Sie stieß mit mir an und schaute mich mit ihren traurigen, schwarzen Augen an. Die Augenränder füllten sich mit Tränen.
„Und?" fragte ich. "Was war da noch?"
Sie tupfte sich die Augenwinkel mit der Serviette aus.
"Und? Ja, wie soll ich sagen: Ich vertraue Ihrer Mutter. Das Bild .... und wie Sie über Ihre Mutter sprachen. So spricht kein Mann, der hier nächste Woche das Haus ausräumt."
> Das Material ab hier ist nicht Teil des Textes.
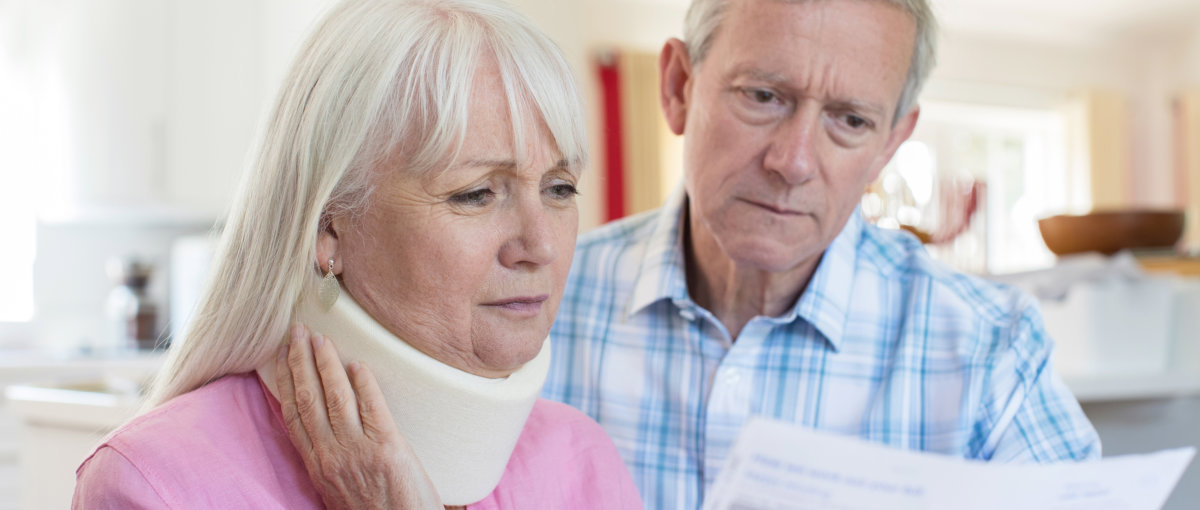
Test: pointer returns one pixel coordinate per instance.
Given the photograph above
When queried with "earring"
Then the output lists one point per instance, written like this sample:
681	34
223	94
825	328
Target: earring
329	289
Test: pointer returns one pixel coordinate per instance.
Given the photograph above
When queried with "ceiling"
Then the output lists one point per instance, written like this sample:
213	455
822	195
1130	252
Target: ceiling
1071	22
1065	22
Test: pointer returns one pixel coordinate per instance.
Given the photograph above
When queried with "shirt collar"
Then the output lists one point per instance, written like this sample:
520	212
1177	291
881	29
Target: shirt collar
826	300
661	271
825	303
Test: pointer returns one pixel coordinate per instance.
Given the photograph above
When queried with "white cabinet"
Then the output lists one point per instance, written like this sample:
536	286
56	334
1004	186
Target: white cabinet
148	108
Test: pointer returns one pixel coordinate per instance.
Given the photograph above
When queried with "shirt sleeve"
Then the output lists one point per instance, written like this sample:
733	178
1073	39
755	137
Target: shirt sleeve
108	480
1038	419
604	480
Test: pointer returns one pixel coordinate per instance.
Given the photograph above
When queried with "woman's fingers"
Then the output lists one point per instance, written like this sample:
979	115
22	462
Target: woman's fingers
286	385
310	397
377	423
341	403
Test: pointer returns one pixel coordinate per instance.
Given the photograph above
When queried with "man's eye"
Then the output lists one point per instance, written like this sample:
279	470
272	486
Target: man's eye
856	121
474	197
761	96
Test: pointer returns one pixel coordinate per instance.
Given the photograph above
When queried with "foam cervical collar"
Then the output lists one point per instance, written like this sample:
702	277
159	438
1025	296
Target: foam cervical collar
462	426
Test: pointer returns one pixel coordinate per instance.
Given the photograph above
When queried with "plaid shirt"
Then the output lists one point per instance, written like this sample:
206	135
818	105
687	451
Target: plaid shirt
885	343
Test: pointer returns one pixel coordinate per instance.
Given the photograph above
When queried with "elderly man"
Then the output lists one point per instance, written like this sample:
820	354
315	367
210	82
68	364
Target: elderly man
760	291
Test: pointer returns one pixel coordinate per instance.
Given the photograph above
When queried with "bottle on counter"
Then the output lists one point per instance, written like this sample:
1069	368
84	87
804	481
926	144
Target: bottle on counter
132	317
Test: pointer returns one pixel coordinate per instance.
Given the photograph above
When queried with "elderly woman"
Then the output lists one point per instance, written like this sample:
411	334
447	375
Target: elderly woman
413	202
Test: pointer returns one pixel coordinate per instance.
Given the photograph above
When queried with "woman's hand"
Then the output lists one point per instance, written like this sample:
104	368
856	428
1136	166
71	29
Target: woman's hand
339	421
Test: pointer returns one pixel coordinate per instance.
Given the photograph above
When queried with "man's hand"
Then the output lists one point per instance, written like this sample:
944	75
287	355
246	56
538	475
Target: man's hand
340	423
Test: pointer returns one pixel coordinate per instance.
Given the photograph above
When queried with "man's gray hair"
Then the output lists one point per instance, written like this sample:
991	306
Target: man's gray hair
705	18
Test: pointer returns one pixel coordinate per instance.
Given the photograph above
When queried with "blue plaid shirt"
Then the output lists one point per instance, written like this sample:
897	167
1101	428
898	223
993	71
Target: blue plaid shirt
885	343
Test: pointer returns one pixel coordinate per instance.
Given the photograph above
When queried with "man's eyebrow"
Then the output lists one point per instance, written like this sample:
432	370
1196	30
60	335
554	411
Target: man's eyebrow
759	75
862	106
783	82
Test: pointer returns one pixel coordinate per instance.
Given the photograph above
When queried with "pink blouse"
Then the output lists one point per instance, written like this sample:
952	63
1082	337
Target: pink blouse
225	447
So sehr ich auch spürte, dass sich hinter diesen Sätzen eine Art Liebeserklärung verbarg, so sehr blieb ich gehemmt. Ihr Wunsch, das Tabu sozusagen, nicht über sie und ihre Familie zu sprechen, blockierte eigentlich jeden weiteren Satz. Mein Vorrat an Belanglosigkeiten, mit denen ich die Konversation hätte bestreiten können, war sehr beschränkt.
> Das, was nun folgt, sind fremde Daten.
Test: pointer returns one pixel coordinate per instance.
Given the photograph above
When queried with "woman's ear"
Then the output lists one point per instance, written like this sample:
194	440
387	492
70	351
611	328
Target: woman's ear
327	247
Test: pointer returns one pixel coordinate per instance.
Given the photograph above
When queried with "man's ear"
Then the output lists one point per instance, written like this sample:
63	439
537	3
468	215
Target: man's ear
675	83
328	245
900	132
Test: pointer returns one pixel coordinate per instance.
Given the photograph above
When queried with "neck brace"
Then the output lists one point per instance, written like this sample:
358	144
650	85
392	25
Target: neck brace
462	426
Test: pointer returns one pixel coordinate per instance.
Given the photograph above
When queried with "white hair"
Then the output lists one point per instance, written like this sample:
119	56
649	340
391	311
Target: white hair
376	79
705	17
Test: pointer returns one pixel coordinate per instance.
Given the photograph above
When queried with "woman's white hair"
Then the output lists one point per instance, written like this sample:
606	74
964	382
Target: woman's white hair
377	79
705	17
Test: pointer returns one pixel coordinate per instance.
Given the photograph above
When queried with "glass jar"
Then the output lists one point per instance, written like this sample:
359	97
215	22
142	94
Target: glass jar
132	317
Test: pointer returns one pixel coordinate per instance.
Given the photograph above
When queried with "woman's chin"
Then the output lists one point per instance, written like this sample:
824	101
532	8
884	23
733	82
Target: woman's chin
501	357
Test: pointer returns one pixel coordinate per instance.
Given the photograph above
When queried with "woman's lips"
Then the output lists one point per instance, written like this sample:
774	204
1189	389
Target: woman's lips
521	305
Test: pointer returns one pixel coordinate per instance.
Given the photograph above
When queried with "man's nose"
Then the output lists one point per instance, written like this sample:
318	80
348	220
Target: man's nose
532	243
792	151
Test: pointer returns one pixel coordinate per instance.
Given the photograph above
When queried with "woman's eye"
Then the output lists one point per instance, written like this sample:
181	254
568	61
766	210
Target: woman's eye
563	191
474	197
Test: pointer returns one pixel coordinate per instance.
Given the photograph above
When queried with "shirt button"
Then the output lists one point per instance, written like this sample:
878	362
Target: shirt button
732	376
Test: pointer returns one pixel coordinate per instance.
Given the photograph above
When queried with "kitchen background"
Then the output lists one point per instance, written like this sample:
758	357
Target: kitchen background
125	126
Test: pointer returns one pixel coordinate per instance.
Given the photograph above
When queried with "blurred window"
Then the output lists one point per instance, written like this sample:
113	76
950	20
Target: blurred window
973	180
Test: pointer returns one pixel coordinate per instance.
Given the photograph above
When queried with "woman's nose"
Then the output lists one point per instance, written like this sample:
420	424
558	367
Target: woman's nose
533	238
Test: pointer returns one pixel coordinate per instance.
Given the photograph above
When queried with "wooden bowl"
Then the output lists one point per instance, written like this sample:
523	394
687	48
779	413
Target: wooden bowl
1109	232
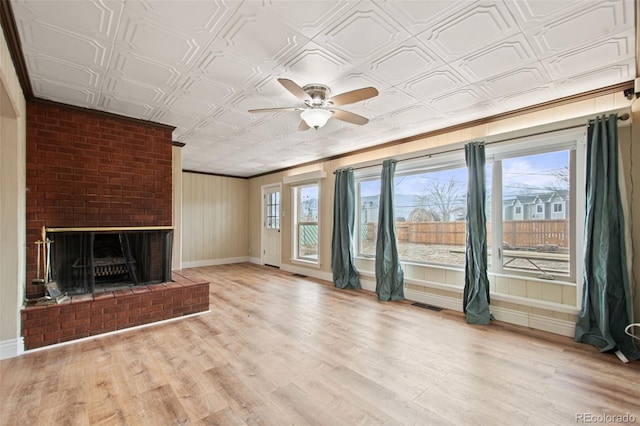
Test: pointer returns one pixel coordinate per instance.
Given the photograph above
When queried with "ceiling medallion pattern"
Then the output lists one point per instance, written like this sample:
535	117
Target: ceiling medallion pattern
201	67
"Wer sind Sie nur?" Mit dieser Frage endete unser kleines Abendessen. Ich stellte sie, als ich schon im Aufstehen begriffen war. Und so, dass sie deutlich hören konnte, ich würde keine Antwort erwarten.
"Am besten rühren Sie nicht dran. Ihre Geschichte könnte jäh in Fetzen gehen. Spuren der Liebe - Gott erhalte Ihnen Ihre heile Welt!"
Meine Hilfe in der Küche lehnte sie mit einer Schroffheit ab, wie ich sie nun schon mehrmals hatte aufblitzen sehen. Fast so, als hätte ich eine Intimzone durchbrochen. Doch traf mich’s diesmal völlig unverhofft. Es war wie ein Schlag auf die Finger eines ungezogenen Knaben. So streng beschied sie mich, als hätte ich ihr einen zwielichtigen Antrag gemacht.
So zog ich mich denn wortlos in den Oberstock zurück und suchte mein Gleichgewicht wieder durch die Musik zu finden. Mit einem kleinen Stoß Notiz- und Manuskriptblättern kauerte ich mich auf die Liege.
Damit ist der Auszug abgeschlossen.